'Kente Claus' brings Afrocentric Christmas cheer to Toronto and beyond

As children around the world excitedly prepare for the arrival of Santa Claus, one of his self-described “chief joy officers” is spreading Christmas cheer with an Afrocentric focus in Toronto and beyond.

Dewitt Lee says vision of character came to him as a 'download from heaven'

Kente Claus brings an Afrocentric focus to spreading Christmas cheer. (Paul Smith/CBC)

As children around the world excitedly prepare for the arrival of Santa Claus, one of his self-described "chief joy officers" is spreading Christmas cheer with an Afrocentric focus in Toronto and beyond.

Kente Claus (also known as Dewitt Lee), has been visiting hospitals, shelters and other community organizations since last year. Lee said he began playing the part when the character came to him in a vision. Or, as he calls it, "a download from heaven."

"I was thinking of a way to give back to my community," Lee told CBC Toronto. "And because I have such a great appreciation for what culture brings to our society, I wanted to champion something that also invited culture into it, because it makes it much more rich when culture tells the story."

Lee had been working at a factory. But when he and his colleagues were laid off, he was able to devote himself to the character full time.

And he took the "download from heaven" seriously. He bought a Santa suit, had portraits taken and set up a website advertising Kente Claus's services. The website describes Kente Claus as "an Afrocentric Father Christmas who spreads the true reason for the season.

"His jolly stories of hope, joy and unity are shared through Kwanzaa principles and African proverbs. He shares stories about his travels across the African continent and the Caribbean islands helping out his friend St. Nick," the site reads.

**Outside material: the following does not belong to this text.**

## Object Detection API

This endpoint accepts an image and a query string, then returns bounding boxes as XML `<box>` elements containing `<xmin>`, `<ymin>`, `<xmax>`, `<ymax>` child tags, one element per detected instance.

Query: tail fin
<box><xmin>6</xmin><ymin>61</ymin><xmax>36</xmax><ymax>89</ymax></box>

'The reason for the season'

The term "kente" is the type of fabric used in traditional clothing from Ghana. It's a colourful fabric that is also part of storytelling.

Lee notes that the Bible story of Jesus's family fleeing to Egypt is a story about the first Christmas in Africa. He tells that story to talk about miracles, "and to try to help those remember the reason for the season."

It's also a story relevant to Toronto, Lee said.

"To be able to tell the story of a refugee is very important because we are a sanctuary city here in Toronto," he said. "We call to people who are persecuted and open our doors and our shores."

But that doesn't mean children don't get gifts and that Kente Claus doesn't embody some of the spirit of Santa, he said.

Kente Claus works for the "Claus Corporation" as Santa's "chief joy officer" for Africa and the Caribbean, he said.

"We work together to bring joy to children all over the world," he said.
Yolanda Marshall says Kente Claus gives her and others "a sense of belonging." (Paul Smith/CBC)

This week, that joy took the form of the Imagination Youth Awards, which Kente Claus hands out to youths up to age 13 who are doing good for their community or overcoming obstacles to help themselves or others.

On Thursday, Kente Claus presented awards to seven youths in Buffalo, N.Y. On Saturday, he honoured five youths here in Toronto. And he was preparing a video presentation for three young people in Trinidad and Tobago.

'It's a sense of belonging'

Parent Yolanda Marshall, who was at the Imagination awards event on Saturday with her toddler, said "it's a beautiful thing to have a representation in your community about Christmas, a Santa Claus that looks like yourself, a Santa Claus that teaches you about your culture, your history.

"It's a sense of belonging."

Marshall herself is doing her part to remind residents of Caribbean descent about their Christmas traditions with a children's book about foods that are commonly made at this time of year.

The book, A Piece of Black Cake for Santa, includes colourful illustrations.

"I wanted to put out a book for those kids who can relate to this at Christmastime," Marshall said. "It represents us. It represents our home and the foods we eat at Christmas."